Asherah – was the name of a goddess, but is also used to identify her wooden cult symbol. She is mentioned as groves, poles, or wooden standards that are erected near holy spots usually on high places. The Mishnah mentions Asherim to be living groves, grapevines, pomegranate, walnuts, myrtle, and willows that were worshipped. Most Biblical references to Asherah are speaking of man made objects of worship. We see such warning as Deut. 16:21. Philo declares that Phoenicians consecrated pillars and staves in the name of their idols.
Asherah is sometimes translated groves and seems to have been a carved wooded pillar that was used in connection with a stone massebah. The Asherah represented the presence of the mother goddess and was one of the major irritations of the prophets and religious leaders of the Israelites.
The Asherah were associated with incense stands and high places and the Israelites were commanded to cut them down, burn them. In 2 Kgs. 23:7 the women wove hangings for the Asherah.

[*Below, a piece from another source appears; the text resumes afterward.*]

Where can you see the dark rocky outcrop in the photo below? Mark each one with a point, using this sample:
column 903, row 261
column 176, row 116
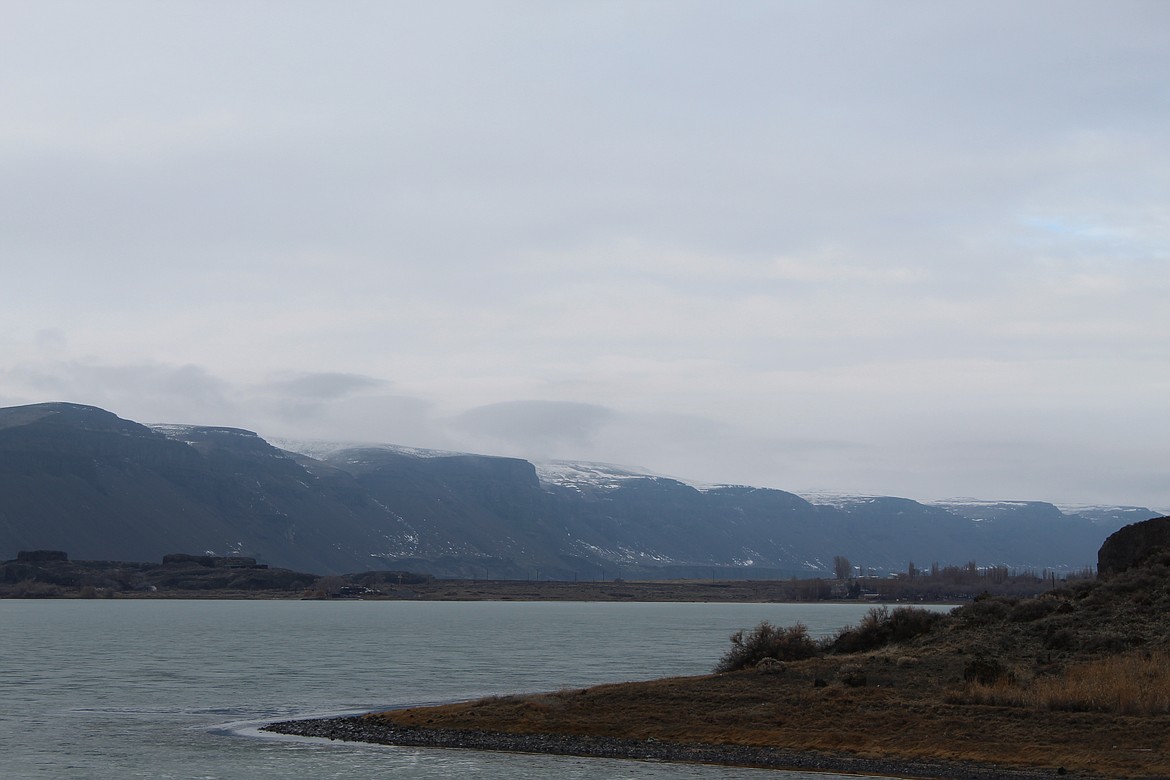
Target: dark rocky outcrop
column 1131, row 545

Asherah is not mentioned in connection with the patriarchs nor the kings of Israle of the monarchy, but they are seen later, after the kingdom split. Later, Asherah is mention in connection with both the northern and southern kingdoms. Massena introduced Asherah into the Temple in Jerusalem in 2 Kgs. 21:3, and Josiah brought the Asherah out of the Temple and burned it. When the Israelites invades the Canaanite high places and took the spots of their own worship, the also adopted the Asherah and the massebah.